Lieve incertezza nella mobilità abruzzese stamane, con l’inizio dello sciopero generale indetto dalla CGIL.
Un impatto contenuto, stimato tra il 10 e il 15%, ha interessato i servizi ferroviari regionali, segnalando un primo disservizio per i pendolari e i viaggiatori.
L’Aquila si è configurata come il fulcro dell’azione sindacale, con un concentramento di partecipanti provenienti da ogni angolo di Abruzzo e Molise.
Venti pullman hanno riversato in città una folla determinata, pronta a esprimere il proprio dissenso.
Il corteo, partito dalla Villa Comunale, ha incrociato le vie cittadine per dirigersi verso la Prefettura, dove è previsto un comizio conclusivo.
L’adesione allo sciopero, secondo il segretario nazionale del Partito della Rifondazione Comunista, Maurizio Acerbo, si configura come un atto di rivendicazione legittimo, un contrappeso necessario all’arroganza e alla distanza di un esecutivo percepito come intrinsecamente orientato a tutelare gli interessi delle classi più agiate.
La partecipazione di Acerbo stesso all’evento a L’Aquila sottolinea l’ampiezza del fronte di opposizione.
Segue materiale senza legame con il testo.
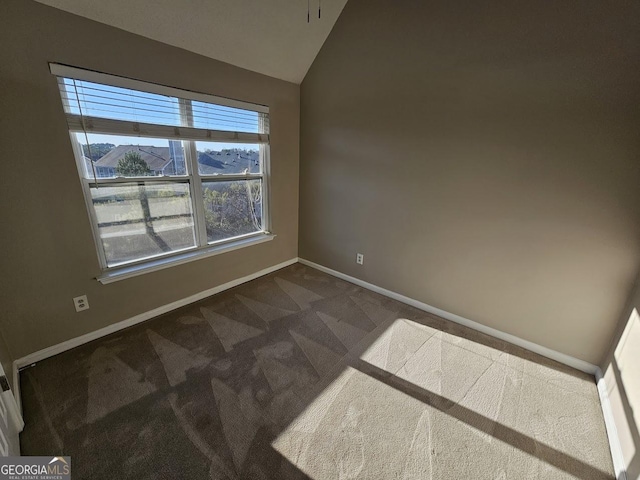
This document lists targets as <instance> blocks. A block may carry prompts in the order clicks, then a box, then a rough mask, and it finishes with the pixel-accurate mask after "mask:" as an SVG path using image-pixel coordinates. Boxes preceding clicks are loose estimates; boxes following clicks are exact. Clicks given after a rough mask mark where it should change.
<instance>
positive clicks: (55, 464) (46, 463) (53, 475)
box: [0, 457, 71, 480]
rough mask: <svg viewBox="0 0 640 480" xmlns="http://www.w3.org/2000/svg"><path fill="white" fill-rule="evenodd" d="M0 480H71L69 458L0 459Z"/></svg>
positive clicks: (7, 458) (25, 457)
mask: <svg viewBox="0 0 640 480" xmlns="http://www.w3.org/2000/svg"><path fill="white" fill-rule="evenodd" d="M0 480H71V457H0Z"/></svg>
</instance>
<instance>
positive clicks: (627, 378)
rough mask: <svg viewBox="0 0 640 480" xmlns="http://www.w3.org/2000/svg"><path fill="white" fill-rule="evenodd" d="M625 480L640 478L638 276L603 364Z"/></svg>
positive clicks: (639, 382) (639, 361) (606, 382)
mask: <svg viewBox="0 0 640 480" xmlns="http://www.w3.org/2000/svg"><path fill="white" fill-rule="evenodd" d="M602 371H603V372H604V378H605V381H606V385H607V391H608V392H609V402H610V403H611V409H612V411H613V417H614V420H615V423H616V430H617V431H618V438H619V439H620V446H621V447H622V456H623V459H624V463H625V466H626V469H627V479H628V480H639V479H640V277H638V282H637V284H636V288H635V290H634V291H633V293H632V294H631V296H630V297H629V301H628V302H627V305H626V307H625V310H624V312H623V314H622V316H621V317H620V324H619V331H618V333H617V335H616V338H615V341H614V342H613V345H612V349H611V352H610V353H609V355H608V356H607V359H606V361H605V362H604V364H603V365H602Z"/></svg>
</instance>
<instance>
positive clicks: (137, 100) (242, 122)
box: [50, 64, 270, 269]
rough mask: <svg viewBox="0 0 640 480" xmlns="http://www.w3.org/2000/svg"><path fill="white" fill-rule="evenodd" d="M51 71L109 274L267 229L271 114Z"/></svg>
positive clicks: (120, 77) (77, 72) (124, 78)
Le critiche mosse dalla CGIL, sostiene Acerbo, suscitano reazioni sproporzionate e strumentali da parte di settori della politica e dei media, segno, a suo avviso, della loro innegabile efficacia.
L’azione sindacale solleva interrogativi cruciali per l’intero schieramento di centrosinistra: la piattaforma rivendicativa della CGIL sarà pienamente abbracciata e tradotta in politiche concrete nel caso di un ritorno al governo?La situazione economica nazionale appare sempre più precaria, con indicatori che preannunciano una recessione profonda e un processo di deindustrializzazione accelerato.
Il potere d’acquisto di salari e pensioni continua a erodersi, mentre un esodo di giovani talenti, stimato in circa centomila unità ogni anno, impoverisce il paese di risorse umane vitali.
Le proposte del governo, in questo contesto, appaiono inadeguate e, per certi versi, controproducenti, come l’idea di incentivare l’arruolamento militare come soluzione alla disoccupazione giovanile.
L’urgenza impellente, secondo i sindacalisti e i commentatori politici, è quella di investire in infrastrutture sociali essenziali, come un sistema sanitario efficiente e accessibile a tutti, piuttosto che in armamenti e strategie di conflitto.
Lo sciopero, quindi, non si pone solo come protesta, ma come richiamo a un cambio di paradigma economico e sociale, un’alternativa concreta a un modello di sviluppo percepito come insostenibile e penalizzante per ampie fasce della popolazione.
Il futuro dell’Italia, in definitiva, è in gioco.